Harvey started up the Chrysler and pulled out past the cordon of yellow tape. I averted my face as we passed the reporter but in my peripheral vision I could see him doing a double take between me and whatever was on his screen. But then we were gone and the moment had passed.

Harvey took us to a nearby strip mall where there was a choice of eateries. We entered the nearest diner and ordered coffee. I got the largest, most potent mix I could find on the menu then asked for an extra shot of espresso. Over the last few days what little sleep I’d had was in snatches of a couple hours here and there and I was in need of the caffeine kick-start. We sat in a booth where we could watch the entrance — old habit — but where we were out of earshot of any of the other customers. I called Bryce and told him where we were.

‘So what do you think all of this means?’ Harvey was referring to the identities of the men found dead in the apartment.

‘The cops are looking at it as a hit gone wrong, but I don’t think that’s the case,’ I said.

‘Me neither,’ Rink said. ‘I know Del Chisholm. He’s been in the PI game for years, and he’s always played things straight up. Can’t see him heading a hit team. No way.’

‘There’s no denying that he went to that apartment expecting trouble,’ Harvey pointed out. ‘All three of them were armed.’

‘Two of them only had Saturday Night Specials.’ Rink was referring to the .38 revolvers the men were packing. ‘Not the weapon of choice of most assassins.’

I gulped coffee. ‘That’s what’s troubling me the most. If you’d been hired to take out a pro-shooter, you’d take something along that was sure to put him down.’

‘There were three of them, don’t forget, one of ’em had an automatic. Maybe they thought they could take him out between them.’ Harvey sat back and ran a hand over his bald head. He didn’t believe that any more than we did, and was only adding conjecture to the pot to get the thought processes bubbling. He took a sip of his coffee, then said, ‘Unless they’d no idea who they were going up against. Sorry — rephrase that — what they were going up against.’

‘Stands to reason.’ Habit made me glance round the diner. People had their heads down spooning food into their mouths, or were reading the morning papers or texting on mobile phones. No one was looking our way. My eyes lingered for a moment on a man and woman sitting at a table near the exit door. The woman was a beauty. The man was ten or more years older than her. Nothing unusual about that. I turned my attention back to my friends. ‘My guess is that there was some other reason for them being there. They had no idea who this man was or what he was up to. What does that leave?’
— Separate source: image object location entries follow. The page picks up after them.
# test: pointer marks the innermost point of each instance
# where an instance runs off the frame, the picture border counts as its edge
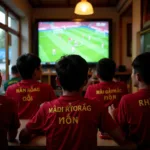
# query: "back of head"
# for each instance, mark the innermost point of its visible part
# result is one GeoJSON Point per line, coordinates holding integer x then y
{"type": "Point", "coordinates": [72, 72]}
{"type": "Point", "coordinates": [27, 64]}
{"type": "Point", "coordinates": [14, 70]}
{"type": "Point", "coordinates": [106, 69]}
{"type": "Point", "coordinates": [141, 64]}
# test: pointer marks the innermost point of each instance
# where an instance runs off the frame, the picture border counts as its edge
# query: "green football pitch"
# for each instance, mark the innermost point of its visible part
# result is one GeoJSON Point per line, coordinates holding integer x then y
{"type": "Point", "coordinates": [90, 44]}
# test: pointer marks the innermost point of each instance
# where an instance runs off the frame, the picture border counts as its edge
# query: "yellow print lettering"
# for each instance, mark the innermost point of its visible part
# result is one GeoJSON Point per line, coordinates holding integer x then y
{"type": "Point", "coordinates": [89, 108]}
{"type": "Point", "coordinates": [61, 120]}
{"type": "Point", "coordinates": [109, 91]}
{"type": "Point", "coordinates": [68, 120]}
{"type": "Point", "coordinates": [30, 90]}
{"type": "Point", "coordinates": [56, 109]}
{"type": "Point", "coordinates": [145, 102]}
{"type": "Point", "coordinates": [27, 98]}
{"type": "Point", "coordinates": [110, 97]}
{"type": "Point", "coordinates": [20, 90]}
{"type": "Point", "coordinates": [79, 108]}
{"type": "Point", "coordinates": [84, 107]}
{"type": "Point", "coordinates": [70, 108]}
‘They were after someone else,’ Harvey offered.

‘Or they went there at someone else’s bidding,’ said Rink.

‘How well did you know Chisholm?’

Rink see-sawed his head. ‘Well enough to nod in passing. I knew him more by reputation than from sharing a beer, if that’s what you mean.’

‘What did he specialise in?’

Rink was a PI and so was Harvey, but even they had different slants on what that entailed. There were different niches in the market that PI outfits concentrated on. ‘Far as I know he was happy with low-end cases. You’ve seen Cheaters on TV, right? That’s Chisholm’s usual type of gig.’
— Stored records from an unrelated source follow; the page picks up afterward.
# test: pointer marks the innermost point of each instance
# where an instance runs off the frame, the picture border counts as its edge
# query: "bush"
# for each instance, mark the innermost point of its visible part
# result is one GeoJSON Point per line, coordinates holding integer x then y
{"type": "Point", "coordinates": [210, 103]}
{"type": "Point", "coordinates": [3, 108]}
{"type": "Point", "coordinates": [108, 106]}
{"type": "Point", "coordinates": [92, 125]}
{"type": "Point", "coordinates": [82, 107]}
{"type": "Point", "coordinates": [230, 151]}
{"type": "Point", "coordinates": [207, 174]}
‘So it’d be a big step up for him to go to something like this?’

‘Yup.’

‘You think he was after this guy ’cause he was playing away from home?’ Harvey laughed under his breath at the irony of it.

‘Maybe that’s all they thought Rickard was up to.’ I’d already learned the killer’s name. And that of his wife. ‘I don’t think that Alisha knew what he was involved in. Maybe she didn’t trust him, thought he was up to no good, put two and two together and got five. She called in Chisholm to put some meat on her suspicions.’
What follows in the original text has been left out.